The Editrix ⌂ @, Sonntag, 20. September 2015, 12:58 (vor 3523 Tagen) @ Divara

Habe deinen Bericht mit Vergnügen gelesen. Du solltest Kurzgeschichten schreiben. Ehrlich jetzt!

And fuck the Thinggraf!

Das Große Thing war eher unspektakulär, spannend war nur das Vorfeld.
Hier ein kurzes Protokoll:
Gegen 19.30 Uhr war man am Thingplatz versammelt, im Halbkreis die Edlen, vor sich den Thinggraf, links neben ihm die Vizegräfin, die in den vier Jahren ihres Amtes höchstens fünf Sätze gesprochen hat, und rechts ein Schreib-und Lesekundiger in fortgeschrittenem Alter, der jenseits der 75 seine Liebe zum Iran, zur Burka entdeckte und Peter Münch für einen missverstandenen, Aufrechten hält, der von bösartigen Philosemiten verleumdet wird. So saßen sie da wie drei von einem Feuerwerk der Volksmusik übriggebliebene tote Hosen. Sie werden mit ihrer zurückhaltenden Art besonders die Jugend faszinieren, was ihr erklärtes Ziel ist. (Eine vierte Person unterschied sich; ich werde sie deshalb fairerweise überschlagen.)

Pünktlich als der Mond im 8. Hause stand, konnte das Thing beginnen. Es begann aber nicht. Der Thinggraf war sichtlich nervös, lief rein und raus, mal länger mal kürzer, Irritationen kamen auf, so oft kann man doch nicht Pipi machen wollen; dann klärte sich das Problem: seine mütterliche Frau mit dem großen weichen Busen erschien, nahm Platz und es konnte beginnen. Endlich.

Zu klären war, warum eine neue Tagesordnung ausgehändigt werden musste. Ein Tagesordnungspunkt hatte gestrichen werden müssen. Die Edle Divara hatte sich geweigert, den Dank der Thinggrafen für geleistete Arbeit entgegenzunehmen, oder, wie er es ausdrückte, „verabschiedet zu werden“. Allein der Gedanke verursachte, so die Edle Divara, Gänsehaut.

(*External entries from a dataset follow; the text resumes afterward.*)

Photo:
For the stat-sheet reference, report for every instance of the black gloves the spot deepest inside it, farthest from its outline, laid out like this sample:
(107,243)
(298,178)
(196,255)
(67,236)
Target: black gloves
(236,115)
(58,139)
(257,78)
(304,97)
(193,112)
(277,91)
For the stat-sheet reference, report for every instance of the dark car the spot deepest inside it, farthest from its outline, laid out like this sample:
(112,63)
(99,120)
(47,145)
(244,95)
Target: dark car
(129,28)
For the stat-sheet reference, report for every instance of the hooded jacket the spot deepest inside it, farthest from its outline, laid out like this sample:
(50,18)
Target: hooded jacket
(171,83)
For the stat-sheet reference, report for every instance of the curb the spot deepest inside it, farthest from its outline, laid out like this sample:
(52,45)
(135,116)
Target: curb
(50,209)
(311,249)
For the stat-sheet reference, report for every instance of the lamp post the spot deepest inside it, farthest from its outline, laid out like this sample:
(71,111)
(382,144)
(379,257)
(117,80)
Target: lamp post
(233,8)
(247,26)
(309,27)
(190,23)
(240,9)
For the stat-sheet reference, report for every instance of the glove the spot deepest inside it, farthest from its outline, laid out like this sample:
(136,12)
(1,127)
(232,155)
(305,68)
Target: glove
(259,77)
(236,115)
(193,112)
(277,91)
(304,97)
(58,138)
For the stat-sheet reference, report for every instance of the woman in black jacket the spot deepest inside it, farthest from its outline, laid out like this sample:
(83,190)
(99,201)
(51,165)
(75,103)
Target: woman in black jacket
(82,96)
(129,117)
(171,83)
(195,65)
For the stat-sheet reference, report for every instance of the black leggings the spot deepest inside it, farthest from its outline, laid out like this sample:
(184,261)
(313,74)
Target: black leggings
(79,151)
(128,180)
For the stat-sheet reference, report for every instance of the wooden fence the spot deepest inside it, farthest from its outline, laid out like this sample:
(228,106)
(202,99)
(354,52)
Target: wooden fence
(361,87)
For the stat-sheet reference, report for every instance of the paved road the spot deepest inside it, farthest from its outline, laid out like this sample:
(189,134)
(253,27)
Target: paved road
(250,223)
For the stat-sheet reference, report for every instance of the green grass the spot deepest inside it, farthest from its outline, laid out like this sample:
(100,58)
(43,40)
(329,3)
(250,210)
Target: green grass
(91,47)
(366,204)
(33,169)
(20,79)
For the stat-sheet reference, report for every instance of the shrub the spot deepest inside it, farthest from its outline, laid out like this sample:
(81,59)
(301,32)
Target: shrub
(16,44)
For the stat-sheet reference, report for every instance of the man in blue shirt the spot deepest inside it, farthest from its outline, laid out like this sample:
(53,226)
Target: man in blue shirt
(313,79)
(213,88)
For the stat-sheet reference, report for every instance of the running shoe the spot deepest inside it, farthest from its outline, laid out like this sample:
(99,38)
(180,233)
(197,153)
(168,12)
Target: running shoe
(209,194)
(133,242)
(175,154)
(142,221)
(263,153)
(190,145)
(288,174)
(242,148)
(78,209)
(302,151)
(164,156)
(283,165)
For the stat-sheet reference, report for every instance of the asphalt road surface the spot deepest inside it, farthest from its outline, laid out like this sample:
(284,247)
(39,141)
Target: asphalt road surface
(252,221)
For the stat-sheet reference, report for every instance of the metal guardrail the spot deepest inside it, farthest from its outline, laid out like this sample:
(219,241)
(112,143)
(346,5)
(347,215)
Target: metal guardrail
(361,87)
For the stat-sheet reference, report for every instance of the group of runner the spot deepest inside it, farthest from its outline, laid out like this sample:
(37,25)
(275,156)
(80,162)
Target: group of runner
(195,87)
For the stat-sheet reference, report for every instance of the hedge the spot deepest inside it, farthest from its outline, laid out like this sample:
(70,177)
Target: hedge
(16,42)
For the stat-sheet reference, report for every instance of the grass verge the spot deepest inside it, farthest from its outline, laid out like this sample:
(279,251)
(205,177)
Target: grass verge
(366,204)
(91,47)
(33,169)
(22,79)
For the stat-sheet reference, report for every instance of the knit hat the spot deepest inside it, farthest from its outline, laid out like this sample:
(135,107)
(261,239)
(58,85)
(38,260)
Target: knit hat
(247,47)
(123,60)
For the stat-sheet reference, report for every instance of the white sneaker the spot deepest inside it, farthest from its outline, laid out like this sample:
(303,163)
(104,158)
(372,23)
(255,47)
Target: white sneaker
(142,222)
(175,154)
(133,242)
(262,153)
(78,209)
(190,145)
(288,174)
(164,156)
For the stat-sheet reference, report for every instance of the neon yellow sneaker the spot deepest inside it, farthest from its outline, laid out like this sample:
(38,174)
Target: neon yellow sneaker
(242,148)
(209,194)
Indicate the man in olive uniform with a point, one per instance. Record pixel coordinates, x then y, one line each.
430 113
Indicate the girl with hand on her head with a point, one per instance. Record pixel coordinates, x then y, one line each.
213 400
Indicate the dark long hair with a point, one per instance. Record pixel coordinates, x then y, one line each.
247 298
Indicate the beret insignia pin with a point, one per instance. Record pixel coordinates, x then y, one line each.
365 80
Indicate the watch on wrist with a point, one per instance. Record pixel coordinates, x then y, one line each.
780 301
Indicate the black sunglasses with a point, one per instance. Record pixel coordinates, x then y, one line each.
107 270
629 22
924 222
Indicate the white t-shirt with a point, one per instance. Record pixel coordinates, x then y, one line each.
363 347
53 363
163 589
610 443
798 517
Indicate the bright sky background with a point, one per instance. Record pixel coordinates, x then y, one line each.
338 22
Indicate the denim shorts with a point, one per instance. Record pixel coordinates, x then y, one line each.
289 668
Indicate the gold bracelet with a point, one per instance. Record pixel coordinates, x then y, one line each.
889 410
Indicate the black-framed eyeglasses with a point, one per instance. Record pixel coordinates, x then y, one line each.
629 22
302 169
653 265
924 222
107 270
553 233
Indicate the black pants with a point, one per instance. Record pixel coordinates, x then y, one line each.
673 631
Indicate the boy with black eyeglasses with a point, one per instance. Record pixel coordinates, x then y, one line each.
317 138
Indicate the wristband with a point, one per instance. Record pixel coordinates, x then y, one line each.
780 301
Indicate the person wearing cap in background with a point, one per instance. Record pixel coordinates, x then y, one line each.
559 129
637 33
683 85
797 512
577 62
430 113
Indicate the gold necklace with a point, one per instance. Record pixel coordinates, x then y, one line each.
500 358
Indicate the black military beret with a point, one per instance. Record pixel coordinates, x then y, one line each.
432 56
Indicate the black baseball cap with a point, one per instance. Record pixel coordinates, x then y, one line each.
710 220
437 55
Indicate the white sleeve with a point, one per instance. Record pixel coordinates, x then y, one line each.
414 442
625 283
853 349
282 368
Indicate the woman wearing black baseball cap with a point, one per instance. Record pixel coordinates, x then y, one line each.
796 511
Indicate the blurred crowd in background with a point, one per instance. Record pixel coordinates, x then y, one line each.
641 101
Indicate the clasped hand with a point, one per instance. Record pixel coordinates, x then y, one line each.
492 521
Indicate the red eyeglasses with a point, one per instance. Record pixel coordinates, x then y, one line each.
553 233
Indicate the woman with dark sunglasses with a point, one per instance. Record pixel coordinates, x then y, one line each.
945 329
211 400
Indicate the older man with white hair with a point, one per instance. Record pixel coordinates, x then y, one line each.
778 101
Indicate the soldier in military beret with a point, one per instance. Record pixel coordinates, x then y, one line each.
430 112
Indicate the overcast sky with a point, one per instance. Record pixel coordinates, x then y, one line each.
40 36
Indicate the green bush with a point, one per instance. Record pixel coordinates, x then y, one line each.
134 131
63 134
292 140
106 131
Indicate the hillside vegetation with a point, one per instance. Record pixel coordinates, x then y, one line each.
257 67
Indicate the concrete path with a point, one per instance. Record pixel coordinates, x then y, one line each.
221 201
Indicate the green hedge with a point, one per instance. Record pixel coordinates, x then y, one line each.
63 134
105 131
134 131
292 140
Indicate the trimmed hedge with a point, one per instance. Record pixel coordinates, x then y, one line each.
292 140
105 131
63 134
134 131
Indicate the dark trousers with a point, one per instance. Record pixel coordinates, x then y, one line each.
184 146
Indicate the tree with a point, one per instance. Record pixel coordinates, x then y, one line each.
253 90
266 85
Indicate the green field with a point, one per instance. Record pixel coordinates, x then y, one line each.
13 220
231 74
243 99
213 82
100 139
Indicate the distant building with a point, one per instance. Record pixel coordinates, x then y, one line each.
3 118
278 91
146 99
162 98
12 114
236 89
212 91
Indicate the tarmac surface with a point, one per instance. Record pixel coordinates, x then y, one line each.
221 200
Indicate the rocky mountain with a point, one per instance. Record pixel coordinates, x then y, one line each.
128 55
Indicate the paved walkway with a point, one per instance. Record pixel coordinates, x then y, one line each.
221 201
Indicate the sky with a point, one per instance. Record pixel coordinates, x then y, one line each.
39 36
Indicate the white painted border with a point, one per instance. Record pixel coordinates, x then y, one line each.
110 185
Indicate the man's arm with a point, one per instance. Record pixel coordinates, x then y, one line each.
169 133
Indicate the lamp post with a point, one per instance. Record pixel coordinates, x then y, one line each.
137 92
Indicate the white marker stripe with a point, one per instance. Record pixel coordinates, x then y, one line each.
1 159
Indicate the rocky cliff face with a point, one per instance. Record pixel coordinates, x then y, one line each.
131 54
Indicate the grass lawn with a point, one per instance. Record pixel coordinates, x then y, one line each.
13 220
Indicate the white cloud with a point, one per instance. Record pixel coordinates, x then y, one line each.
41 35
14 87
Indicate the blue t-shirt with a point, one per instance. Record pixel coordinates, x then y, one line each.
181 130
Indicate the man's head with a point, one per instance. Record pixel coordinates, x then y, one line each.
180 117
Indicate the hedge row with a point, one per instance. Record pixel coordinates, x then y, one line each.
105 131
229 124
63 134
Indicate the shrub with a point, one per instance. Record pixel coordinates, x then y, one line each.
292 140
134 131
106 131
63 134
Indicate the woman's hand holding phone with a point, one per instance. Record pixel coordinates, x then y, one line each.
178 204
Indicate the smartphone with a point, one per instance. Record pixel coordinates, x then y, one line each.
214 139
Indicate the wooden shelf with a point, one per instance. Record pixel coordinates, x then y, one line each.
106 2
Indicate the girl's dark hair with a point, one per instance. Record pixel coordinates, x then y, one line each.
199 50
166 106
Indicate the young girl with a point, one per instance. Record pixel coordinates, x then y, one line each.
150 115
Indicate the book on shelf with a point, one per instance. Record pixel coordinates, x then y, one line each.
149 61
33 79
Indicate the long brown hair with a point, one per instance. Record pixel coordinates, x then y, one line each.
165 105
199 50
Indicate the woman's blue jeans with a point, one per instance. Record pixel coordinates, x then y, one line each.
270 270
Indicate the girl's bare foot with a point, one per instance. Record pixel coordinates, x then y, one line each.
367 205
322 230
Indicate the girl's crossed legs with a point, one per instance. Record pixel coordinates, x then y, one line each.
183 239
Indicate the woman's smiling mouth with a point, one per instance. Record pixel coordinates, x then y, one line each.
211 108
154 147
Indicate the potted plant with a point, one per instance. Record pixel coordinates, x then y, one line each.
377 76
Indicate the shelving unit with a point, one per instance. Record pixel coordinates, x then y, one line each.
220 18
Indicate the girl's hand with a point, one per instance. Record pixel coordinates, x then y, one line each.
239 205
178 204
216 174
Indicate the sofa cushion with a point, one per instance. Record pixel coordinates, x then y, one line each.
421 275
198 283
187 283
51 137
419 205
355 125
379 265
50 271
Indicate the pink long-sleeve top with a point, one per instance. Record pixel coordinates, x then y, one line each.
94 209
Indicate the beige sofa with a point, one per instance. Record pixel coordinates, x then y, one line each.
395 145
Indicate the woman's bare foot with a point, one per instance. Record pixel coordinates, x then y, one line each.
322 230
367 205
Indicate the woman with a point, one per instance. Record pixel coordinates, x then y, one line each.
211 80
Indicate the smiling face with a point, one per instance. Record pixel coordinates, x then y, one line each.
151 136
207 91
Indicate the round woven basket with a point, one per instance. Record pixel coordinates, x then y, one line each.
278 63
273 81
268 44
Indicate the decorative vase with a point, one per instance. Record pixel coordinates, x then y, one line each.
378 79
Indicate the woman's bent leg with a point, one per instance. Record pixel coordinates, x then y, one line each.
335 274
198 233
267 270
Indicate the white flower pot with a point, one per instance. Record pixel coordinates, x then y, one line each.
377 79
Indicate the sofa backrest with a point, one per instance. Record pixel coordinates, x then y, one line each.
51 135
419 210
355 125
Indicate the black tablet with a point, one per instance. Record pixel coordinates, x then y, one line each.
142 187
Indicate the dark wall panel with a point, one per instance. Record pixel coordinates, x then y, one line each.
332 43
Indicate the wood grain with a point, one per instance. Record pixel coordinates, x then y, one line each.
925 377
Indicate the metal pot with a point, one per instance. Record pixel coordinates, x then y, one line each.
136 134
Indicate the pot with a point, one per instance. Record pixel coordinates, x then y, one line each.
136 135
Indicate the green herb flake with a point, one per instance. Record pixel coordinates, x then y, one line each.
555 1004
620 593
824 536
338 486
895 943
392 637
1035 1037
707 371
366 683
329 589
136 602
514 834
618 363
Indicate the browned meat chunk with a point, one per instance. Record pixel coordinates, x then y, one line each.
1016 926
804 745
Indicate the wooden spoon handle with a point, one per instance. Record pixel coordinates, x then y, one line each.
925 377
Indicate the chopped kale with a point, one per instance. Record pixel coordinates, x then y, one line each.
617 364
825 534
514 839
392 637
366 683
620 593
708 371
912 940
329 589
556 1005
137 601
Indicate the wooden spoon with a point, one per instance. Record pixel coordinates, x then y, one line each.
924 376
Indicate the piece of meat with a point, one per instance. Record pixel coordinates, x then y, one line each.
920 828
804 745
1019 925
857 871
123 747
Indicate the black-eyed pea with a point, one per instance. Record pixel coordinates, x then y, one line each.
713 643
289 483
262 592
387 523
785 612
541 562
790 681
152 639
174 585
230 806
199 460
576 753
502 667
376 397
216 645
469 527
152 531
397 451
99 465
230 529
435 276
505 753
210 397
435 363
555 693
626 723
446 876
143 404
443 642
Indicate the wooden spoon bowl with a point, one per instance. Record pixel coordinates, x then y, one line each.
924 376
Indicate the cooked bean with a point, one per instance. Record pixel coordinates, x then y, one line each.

Danach lief alles vorschriftsmäßig ab. Es war sehr langweilig und ich nahm mein Handy, um mit einer Freundin zu chatten.

Schließlich wurde nach dem üblichen Procedere der Wahlleiter ernannt und der Thinggraf schlug sich selbst zur Wiederwahl vor. Gibt es noch jemanden, der sich selbst zur Wahl vorschlägt? fragte der Wahlleiter. Er sah mich durchdringend an, ebenso taten es die mütterlich Gattin und der Rest der toten Hosen. Ich ließ mein Handy sinken, lächelte freundlich, und wir konnten zur Wahl schreiten.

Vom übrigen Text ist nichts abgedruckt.